Identity inconsistency and unification of types and classes
mcherm at mcherm.com
Tue Jul 1 23:30:57 CEST 2003
> With the great unification of types and classes, what will happen to the
> following identity inconsistency?
> >>> class myint(int): pass
> >>> a=int(1); b=int(1)
> >>> a is b
> >>> a=myint(1); b=myint(1)
> >>> a is b
In all likelihood it will remain as it is. The current behavior is NOT what you
think it is. For instance:
ActivePython 2.2.1 Build 222 (ActiveState Corp.) based on
Python 2.2.1 (#34, Apr 15 2002, 09:51:39) [MSC 32 bit (Intel)] on win32
Type "help", "copyright", "credits" or "license" for more information.
>>> a = int(32000)
>>> b = int(32000)
>>> a is b
The *actual* rule is this: if two objects x and y are not immutable, then
"x is y" will be false. Normally, you would want to use "x == y" instead,
to see if two objects were equal, but if what you REALLY want to know is
whether they will CONTINUE to be equal if one gets changed, then that's
what "is" is used for. (Plus occasionally for performance reasons, and
in the idiom "x is None", which isn't really any different from "x == None"
except if you redefine None, which you shouldn't do.)
For IMMUTABLE objects, there's no reason to EVER need "x is y"... since
you can't change either one, "x == y" will tell you whatever you need to
know. Thus Python is allowed to have "x is y" return either true OR
false, as an optimization. Programmers shouldn't rely on the result
(except, as always, if you really know what you're doing). Right now,
Python allows "is" to return true between strings that are very short
and strings that appear in the source code, but sometimes not between
strings that are constructed at runtime.
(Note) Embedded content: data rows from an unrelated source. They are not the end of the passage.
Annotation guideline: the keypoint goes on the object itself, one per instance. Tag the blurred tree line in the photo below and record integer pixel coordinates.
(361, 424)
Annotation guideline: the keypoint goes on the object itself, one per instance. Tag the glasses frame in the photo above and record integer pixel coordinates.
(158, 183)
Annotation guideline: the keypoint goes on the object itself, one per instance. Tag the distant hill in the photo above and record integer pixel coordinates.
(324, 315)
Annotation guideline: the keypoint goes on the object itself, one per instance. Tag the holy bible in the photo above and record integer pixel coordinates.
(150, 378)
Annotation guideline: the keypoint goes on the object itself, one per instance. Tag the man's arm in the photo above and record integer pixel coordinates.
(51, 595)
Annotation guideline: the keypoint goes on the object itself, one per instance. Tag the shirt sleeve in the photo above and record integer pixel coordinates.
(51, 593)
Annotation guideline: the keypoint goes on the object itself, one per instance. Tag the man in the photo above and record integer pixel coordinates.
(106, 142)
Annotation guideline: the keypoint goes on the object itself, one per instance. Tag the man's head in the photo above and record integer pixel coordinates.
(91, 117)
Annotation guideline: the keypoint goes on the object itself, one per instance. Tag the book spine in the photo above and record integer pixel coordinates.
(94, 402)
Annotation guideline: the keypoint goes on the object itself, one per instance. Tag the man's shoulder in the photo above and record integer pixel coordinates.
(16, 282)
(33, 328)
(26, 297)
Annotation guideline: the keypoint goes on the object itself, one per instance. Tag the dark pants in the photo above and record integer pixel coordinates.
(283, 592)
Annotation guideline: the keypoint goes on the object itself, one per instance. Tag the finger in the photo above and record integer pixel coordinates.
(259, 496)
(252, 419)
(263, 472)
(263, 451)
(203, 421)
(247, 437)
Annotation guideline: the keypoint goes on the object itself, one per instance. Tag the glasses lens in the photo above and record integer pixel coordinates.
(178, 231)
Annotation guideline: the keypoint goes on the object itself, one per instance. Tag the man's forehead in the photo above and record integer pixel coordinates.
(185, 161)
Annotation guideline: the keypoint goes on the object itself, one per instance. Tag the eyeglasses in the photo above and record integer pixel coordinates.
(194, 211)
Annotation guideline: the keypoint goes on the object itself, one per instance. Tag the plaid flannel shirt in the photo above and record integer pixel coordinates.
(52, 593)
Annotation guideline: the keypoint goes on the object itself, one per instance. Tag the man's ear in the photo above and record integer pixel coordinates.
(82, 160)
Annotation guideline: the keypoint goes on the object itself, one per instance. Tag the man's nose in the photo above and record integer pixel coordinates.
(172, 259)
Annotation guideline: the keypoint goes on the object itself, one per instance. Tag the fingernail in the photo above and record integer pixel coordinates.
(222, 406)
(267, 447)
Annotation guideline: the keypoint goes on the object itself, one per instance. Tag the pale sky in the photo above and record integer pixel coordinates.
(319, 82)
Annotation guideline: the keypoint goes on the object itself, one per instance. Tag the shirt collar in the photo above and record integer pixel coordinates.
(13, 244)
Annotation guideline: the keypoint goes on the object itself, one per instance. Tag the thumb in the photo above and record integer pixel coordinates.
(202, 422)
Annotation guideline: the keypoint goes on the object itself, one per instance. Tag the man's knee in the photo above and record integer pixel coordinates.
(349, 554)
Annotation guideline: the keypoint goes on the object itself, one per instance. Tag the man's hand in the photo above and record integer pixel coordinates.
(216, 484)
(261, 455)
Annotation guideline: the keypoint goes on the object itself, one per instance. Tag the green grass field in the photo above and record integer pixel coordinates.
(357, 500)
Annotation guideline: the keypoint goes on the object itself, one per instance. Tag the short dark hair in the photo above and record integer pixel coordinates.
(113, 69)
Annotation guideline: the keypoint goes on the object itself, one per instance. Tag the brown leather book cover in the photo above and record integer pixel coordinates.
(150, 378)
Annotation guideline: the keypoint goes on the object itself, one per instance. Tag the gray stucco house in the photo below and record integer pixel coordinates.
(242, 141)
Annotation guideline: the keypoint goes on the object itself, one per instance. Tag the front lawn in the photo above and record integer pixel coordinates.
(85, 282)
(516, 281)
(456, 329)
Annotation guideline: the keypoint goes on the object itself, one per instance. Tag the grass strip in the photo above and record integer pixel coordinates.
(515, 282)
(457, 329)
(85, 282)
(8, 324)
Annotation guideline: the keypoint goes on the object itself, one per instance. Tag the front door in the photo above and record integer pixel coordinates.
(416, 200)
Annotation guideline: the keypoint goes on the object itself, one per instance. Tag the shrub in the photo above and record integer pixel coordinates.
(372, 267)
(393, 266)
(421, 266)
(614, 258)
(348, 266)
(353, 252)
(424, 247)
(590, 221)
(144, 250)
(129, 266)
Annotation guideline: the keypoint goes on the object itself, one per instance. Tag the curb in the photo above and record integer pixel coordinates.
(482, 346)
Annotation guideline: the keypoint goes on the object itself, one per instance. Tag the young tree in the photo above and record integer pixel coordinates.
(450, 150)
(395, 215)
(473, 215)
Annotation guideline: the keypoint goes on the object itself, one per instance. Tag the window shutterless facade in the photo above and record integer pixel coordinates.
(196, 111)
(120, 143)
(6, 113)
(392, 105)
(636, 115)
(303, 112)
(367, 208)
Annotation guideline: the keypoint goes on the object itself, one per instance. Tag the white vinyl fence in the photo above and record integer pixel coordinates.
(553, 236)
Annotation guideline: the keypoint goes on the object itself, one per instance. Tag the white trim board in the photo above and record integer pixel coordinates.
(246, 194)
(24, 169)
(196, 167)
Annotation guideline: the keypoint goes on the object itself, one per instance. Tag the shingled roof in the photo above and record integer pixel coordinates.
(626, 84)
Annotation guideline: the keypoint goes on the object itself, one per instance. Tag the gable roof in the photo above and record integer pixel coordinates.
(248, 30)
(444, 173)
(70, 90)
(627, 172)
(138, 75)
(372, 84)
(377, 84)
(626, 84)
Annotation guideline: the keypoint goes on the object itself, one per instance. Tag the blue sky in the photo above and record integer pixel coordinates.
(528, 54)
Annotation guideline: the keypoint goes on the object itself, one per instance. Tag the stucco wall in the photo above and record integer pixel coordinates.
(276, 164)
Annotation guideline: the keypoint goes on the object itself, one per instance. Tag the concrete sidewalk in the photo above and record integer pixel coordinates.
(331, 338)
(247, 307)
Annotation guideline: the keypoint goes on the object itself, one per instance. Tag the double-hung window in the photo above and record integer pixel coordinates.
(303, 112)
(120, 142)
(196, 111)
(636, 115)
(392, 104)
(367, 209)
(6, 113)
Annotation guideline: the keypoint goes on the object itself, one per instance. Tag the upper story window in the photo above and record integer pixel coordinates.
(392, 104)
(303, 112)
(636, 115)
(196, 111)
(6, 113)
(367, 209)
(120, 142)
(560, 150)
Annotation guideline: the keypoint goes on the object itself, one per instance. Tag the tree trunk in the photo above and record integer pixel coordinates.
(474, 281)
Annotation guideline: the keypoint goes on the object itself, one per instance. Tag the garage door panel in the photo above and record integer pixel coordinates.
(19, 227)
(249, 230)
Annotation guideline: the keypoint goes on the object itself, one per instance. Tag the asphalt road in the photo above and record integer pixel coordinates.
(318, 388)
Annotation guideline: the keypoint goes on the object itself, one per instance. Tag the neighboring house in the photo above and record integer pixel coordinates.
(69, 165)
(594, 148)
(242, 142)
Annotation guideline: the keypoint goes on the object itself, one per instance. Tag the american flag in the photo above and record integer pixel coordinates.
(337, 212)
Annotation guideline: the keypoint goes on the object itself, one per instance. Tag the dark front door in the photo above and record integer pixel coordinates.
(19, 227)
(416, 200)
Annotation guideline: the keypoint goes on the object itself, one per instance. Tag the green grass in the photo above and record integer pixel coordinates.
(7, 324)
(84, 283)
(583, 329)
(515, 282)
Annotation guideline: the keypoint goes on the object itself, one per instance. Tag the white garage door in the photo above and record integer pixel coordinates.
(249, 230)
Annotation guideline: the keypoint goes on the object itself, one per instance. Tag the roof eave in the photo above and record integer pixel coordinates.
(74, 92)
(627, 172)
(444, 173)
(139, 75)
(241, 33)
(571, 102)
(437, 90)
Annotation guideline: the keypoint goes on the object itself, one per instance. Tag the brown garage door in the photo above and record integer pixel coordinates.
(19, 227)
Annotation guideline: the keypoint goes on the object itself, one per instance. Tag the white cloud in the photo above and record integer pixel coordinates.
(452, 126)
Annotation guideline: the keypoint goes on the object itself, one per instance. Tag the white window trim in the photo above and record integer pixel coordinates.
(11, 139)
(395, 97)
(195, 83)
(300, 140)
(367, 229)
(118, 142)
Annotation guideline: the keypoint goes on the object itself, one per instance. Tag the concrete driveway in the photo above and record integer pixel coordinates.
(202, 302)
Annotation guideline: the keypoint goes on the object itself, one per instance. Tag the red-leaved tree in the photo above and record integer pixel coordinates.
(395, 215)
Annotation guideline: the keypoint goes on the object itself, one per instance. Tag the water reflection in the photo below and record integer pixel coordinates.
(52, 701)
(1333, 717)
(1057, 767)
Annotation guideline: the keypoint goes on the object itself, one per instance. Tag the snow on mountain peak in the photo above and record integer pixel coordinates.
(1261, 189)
For integers, "is" will return
true between numbers in the range [-1..99], and may return false for
numbers outside that range. Both of these rules are specific optimizations
and may change without warning.
What you CAN assume is that if you create a mutable subclass of int (why
would you do such a thing?), that "is" will return false on different
instances. If your subclass is immutable, you can't assume anything.